Blow followed blow. Herzen’s mother and one of his sons were drowned in a tempest off Genoa. The revolution in Europe collapsed ignominiously in one country after another. In a state of acute personal and political misery, Herzen left France and settled in the free but, to him, bleak and chilly atmosphere of England. He lived in and near London intermittently until the middle 1860s. In London he established his own “free” printing press, and in the 1850s began to publish two periodicals in Russian, The Polar Star (the first issue appeared in 1855) and The Bell (in 1857), which marked the birth of systematic revolutionary agitation—and conspiracy—by Russian exiles against the tsarist regime.
Herzen’s house—or houses, for he moved from one to another constantly—became a place of pilgrimage for the radical exiles of many lands, particularly Poles, with whom he was one of the few Russians to remain on warm terms all his life, and Italians, to whom he early lost his heart. His attitude to Frenchmen was more reserved: the self-importance, the rhetoric, the monomania of the ci-devant tribunes of the people and their entourage offered too much material for his highly developed sense of the ridiculous. He found the mystical Hungarian worship of Kossuth more bizarre than awe-inspiring; the Germans, in particular Karl Marx and his friends, he found unbearable.

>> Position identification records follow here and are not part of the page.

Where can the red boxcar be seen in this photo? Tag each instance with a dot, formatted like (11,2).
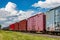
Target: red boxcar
(36,23)
(12,27)
(16,26)
(23,25)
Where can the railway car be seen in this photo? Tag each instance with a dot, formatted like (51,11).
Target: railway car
(53,20)
(23,25)
(16,26)
(12,27)
(37,23)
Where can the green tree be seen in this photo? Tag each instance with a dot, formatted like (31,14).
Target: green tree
(0,26)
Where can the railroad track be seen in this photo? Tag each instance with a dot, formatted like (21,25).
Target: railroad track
(46,35)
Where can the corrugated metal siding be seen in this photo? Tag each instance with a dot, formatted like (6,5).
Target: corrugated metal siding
(12,27)
(23,25)
(16,26)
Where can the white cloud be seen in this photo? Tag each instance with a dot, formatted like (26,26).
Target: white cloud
(47,4)
(25,14)
(9,14)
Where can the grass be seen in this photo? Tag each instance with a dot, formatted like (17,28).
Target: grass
(10,35)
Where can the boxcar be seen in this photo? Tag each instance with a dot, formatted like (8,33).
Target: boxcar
(16,26)
(12,27)
(36,23)
(23,25)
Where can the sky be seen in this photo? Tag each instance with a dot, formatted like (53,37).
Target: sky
(12,11)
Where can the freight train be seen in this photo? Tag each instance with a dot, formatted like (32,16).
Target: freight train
(48,22)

As for the English, he met few among them. He paid a visit to the aged and senile Owen; he corresponded with Carlyle; he respected Mill. He was helped by Joseph Cowan and other radicals. But on the whole, little attention was paid to him in England, and he responded with mingled admiration and dislike for his hosts. His warmest friendships remained those of his early years, with his Russian friends and contemporaries—first and foremost with the poet Ogaryov, with whom he set up house in London in the 1850s, and with Bakunin, who had escaped from his Siberian exile, and whom, in the 1860s, he viewed, as before, with a mixture of irritation and indulgence. He delighted in the stream of Russian visitors who came to see him—writers and journalists, liberal aristocrats with a taste for taking political risks, old Slavophil opponents, vehement young radicals who thought him a useless relic of a previous epoch, dissident Orthodox priests, university professors, old acquaintances of all sorts, whom his growing prestige drew toward what had in fact become the official center of the opposition to the Russian government.

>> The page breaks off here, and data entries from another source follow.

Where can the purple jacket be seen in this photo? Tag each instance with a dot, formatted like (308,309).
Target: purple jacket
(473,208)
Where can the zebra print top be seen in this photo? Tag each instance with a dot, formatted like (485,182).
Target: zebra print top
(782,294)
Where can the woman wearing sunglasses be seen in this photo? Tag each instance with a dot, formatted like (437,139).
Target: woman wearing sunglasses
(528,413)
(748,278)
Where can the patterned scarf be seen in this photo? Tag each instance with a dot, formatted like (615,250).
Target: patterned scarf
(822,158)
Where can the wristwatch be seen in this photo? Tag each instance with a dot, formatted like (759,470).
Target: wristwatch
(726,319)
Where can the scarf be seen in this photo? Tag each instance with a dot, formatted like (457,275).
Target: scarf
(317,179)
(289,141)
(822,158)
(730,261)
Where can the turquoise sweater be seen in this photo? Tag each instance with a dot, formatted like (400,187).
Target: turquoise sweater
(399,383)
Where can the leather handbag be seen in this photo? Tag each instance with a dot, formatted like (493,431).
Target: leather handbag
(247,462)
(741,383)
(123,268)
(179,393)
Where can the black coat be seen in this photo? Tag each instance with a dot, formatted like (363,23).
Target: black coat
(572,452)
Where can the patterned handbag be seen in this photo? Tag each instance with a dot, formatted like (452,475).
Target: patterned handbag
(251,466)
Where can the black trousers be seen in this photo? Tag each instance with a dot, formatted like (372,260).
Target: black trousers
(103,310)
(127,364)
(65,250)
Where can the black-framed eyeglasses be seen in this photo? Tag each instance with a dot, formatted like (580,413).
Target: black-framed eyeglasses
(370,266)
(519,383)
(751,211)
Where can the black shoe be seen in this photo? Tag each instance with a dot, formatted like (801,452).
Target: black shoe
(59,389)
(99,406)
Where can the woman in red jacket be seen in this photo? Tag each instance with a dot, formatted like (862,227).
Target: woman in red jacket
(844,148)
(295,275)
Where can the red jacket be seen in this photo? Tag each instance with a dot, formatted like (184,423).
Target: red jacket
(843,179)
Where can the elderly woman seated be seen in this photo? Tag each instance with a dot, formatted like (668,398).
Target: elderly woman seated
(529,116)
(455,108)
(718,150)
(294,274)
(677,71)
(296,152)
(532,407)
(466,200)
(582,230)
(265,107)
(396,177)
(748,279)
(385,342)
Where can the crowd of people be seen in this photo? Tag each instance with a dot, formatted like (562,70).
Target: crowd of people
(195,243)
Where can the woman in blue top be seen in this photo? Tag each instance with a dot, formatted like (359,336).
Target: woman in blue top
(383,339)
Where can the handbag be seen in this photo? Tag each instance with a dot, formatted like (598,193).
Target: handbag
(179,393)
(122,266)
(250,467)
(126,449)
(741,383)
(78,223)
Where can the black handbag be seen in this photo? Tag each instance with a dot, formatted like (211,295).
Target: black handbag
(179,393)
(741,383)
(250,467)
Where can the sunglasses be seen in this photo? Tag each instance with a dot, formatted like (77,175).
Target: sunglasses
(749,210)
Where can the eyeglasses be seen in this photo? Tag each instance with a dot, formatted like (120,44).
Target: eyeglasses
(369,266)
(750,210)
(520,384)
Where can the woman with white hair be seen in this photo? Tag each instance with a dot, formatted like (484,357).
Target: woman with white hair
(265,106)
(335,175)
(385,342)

Herzen became a European celebrity, and The Bell, which specialized in exposing specific abuses and in naming names, in the heyday of its fame—the late 1850s and early 1860s—exercised a unique influence even in official circles in St. Petersburg. After the suppression of the Polish Rebellion in 1863, its influence—it had supported the Poles in the face of almost universal patriotic indignation in Russia—began to fall precipitately. After lingering in a desultory manner in London, where he lived intermittently and not too happily with Ogaryov’s gifted and neurasthenic wife, Herzen traveled in Italy and Switzerland, and died in Paris on January 21, 1870. He is buried in Nice and his statue stands above his tomb.